基於圖的影象分割(Effective graph-based image segmentation)python實現

阿新 • • 發佈：2018-11-19

基於圖的影象分割Effective graph-based image segmentation

前言
簡介
程式碼實現與解讀

圖的構建
影象分割

問題

前言

最近在學習區域卷積神經網路(RCNN)時，候選框產生使用了選擇搜尋(selective search)，選擇搜尋中第一步影象分割又使用了基於圖的影象分割(Effective graph-based image segmentation)。所以從底層開始研究基於圖的影象分割(Effective graph-based image segmentation)。

簡介

該影象分割演算法的詳細介紹可以參見以下部落格：
https://blog.csdn.net/surgewong/article/details/39008861

在這裡主要結合自己的理解作簡要總結和梳理：

首先，將影象(image)表達成圖論中的圖(graph)。具體說來就是，把影象中的每一個畫素點看成一個頂點vi ∈ V（node或vertex），每個畫素與相鄰8個畫素(8-領域)構成圖的一條邊ei ∈ E，這樣就構建好了一個圖 G = (V,E)。圖每條邊的權值是畫素與相鄰畫素的關係(灰度圖的話是灰度值差的絕對值，RGB影象為3個通道值差平方和開根號)，表達了相鄰畫素之間的相似度。
$\left| {grey[x1,y1] - grey[x2,y2]} \right|$
$\sqrt {{{(rgb[0][x1,y1] - rgb[0][x2,y2])}^2} + {{(rgb[1][x1,y1] - rgb[1][x2,y2])}^2} + {{(rgb[2][x1,y1] - rgb[2][x2,y2])}^2}}$
將每個節點（畫素點）看成單一的區域，然後進行合併。
(1) 對所有邊根據權值從小到大排序，權值越小，兩畫素的相似度越大。
(2) S[0]是一個原始分割，相當於每個頂點當做是一個分割區域。
(3) 從小到大遍歷所有邊，如果這條邊(vi,vj)的兩個頂點屬於不同的分割區域，並且權值不大於兩個區域的內部差(區域內左右邊最大權值)，那麼合併這兩個區域。更新合併區域的引數和內部差。
最後對所有區域中，畫素數都小於min_size的兩個相鄰區域，進行合併得到最後的分割。

程式碼實現與解讀

圖的構建

class Node:
    def __init__(self, parent, rank=0, size=1):
        self.parent = parent
        self.rank = rank
        self.size = size

    def __repr__(self):
        return '(parent=%s, rank=%s, size=%s)' % (self.parent, self.rank, self.size)
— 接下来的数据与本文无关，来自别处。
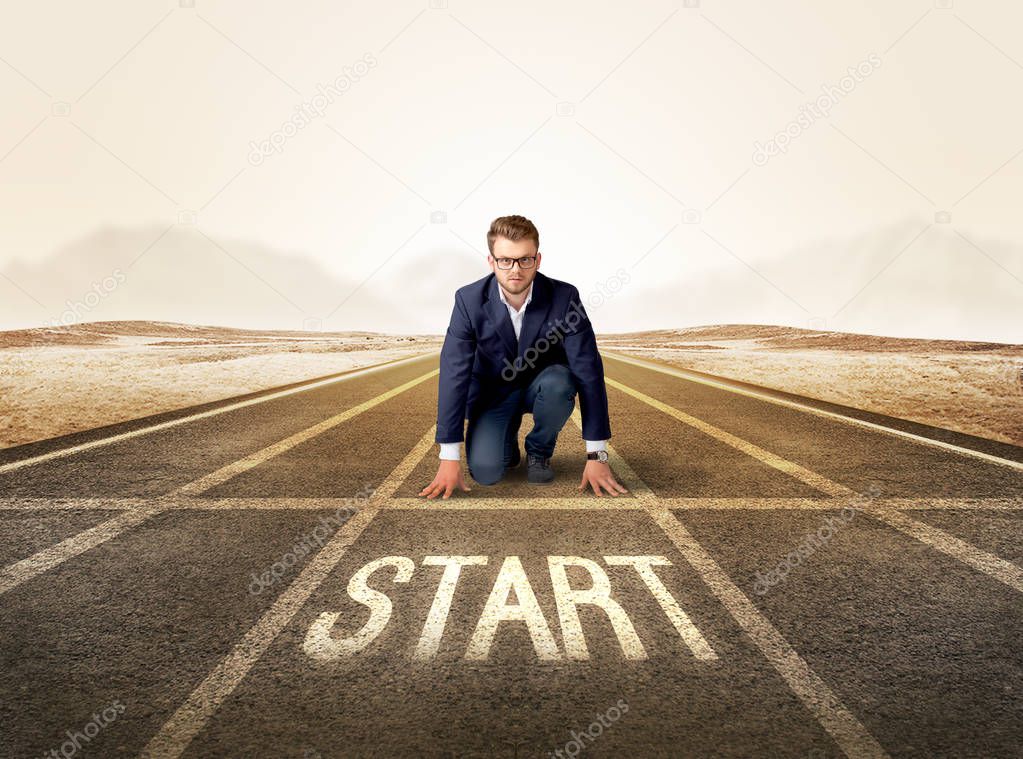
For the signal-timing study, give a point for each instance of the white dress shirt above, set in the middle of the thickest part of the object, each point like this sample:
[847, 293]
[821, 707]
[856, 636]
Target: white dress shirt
[452, 450]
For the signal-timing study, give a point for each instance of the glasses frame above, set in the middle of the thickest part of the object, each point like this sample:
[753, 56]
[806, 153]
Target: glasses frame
[514, 261]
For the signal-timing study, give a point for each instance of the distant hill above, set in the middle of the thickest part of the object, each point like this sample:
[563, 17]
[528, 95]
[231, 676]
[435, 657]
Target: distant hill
[787, 338]
[106, 332]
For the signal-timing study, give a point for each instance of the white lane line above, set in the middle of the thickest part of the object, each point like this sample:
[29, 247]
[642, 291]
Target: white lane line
[191, 717]
[1018, 465]
[833, 715]
[989, 564]
[791, 469]
[10, 466]
[982, 561]
[462, 503]
[16, 573]
[818, 699]
[255, 459]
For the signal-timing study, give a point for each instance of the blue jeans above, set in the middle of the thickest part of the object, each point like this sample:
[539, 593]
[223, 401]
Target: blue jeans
[493, 436]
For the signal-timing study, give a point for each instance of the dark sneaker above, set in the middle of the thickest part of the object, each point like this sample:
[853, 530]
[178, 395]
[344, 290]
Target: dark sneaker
[539, 471]
[516, 457]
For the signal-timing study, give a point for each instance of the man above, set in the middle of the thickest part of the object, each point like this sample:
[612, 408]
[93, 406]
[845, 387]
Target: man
[519, 342]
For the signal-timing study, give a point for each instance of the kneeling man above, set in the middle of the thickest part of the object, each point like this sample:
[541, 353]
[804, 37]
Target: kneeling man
[519, 342]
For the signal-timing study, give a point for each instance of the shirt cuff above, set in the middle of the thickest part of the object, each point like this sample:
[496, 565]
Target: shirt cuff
[450, 451]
定義頂點(node)類，把每個畫素定義為節點(頂點)。頂點有三個性質：
(1) parent，該頂點對應分割區域的母頂點，可以認為的分割區域的編號或者索引。後面初始化時，把影象每個畫素當成一個分割區域，所以每個畫素的母頂點就是他們本身。
(2) rank，母頂點的優先順序（每個頂點初始化為0），用來兩個區域合併時，確定唯一的母頂點。
(3) size（每個頂點初始化為1），表示每個頂點作為母頂點時，所在分割區域的頂點數量。當它被其他區域合併，不再是母頂點時，它的size不再改變。

class Forest:
    def __init__(self, num_nodes):
        # 節點列表
        self.nodes = [Node(i) for i in range(num_nodes)]
        # 節點數
        self.num_sets = num_nodes

    def size_of(self, i):
        return self.nodes[i].size

    def find(self, n):
        temp = n
        while temp != self.nodes[temp].parent:
            temp = self.nodes[temp].parent
        self.nodes[n].parent = temp
        return temp

    # 節點a和節點b合併
    def merge(self, a, b):
        if self.nodes[a].rank > self.nodes[b].rank:
            self.nodes[b].parent = a
            self.nodes[a].size = self.nodes[a].size + self.nodes[b].size
        else:
            self.nodes[a].parent = b
            self.nodes[b].size = self.nodes[b].size + self.nodes[a].size
            if self.nodes[a].rank == self.nodes[b].rank:
                self.nodes[b].rank = self.nodes[b].rank + 1
        self.num_sets = self.num_sets - 1

    def print_nodes(self):
        for node in self.nodes:
            print(node)

(1) self.nodes初始化forest類的所有頂點列表，初始化時把影象每個畫素作為頂點，當成一個分割區域，每個畫素的母頂點就是他們本身。forest.num_sets表示該影象當前的分割區域數量。
(2) size_of()，獲取某個頂點的size，一般用來獲得某個母頂點的size，即為母頂點所在分割區域的頂點數量。
(3) find()，獲得該頂點所在區域的母頂點編號(索引)
(4) merge(self, a, b)，合併頂點a所在區域和頂點b所在區域，找到a,b的母頂點，根據其優先順序rank確定新的母頂點，更新合併後新區域的頂點數量size，新母頂點的優先順序rank，分割區域的數量num_sets。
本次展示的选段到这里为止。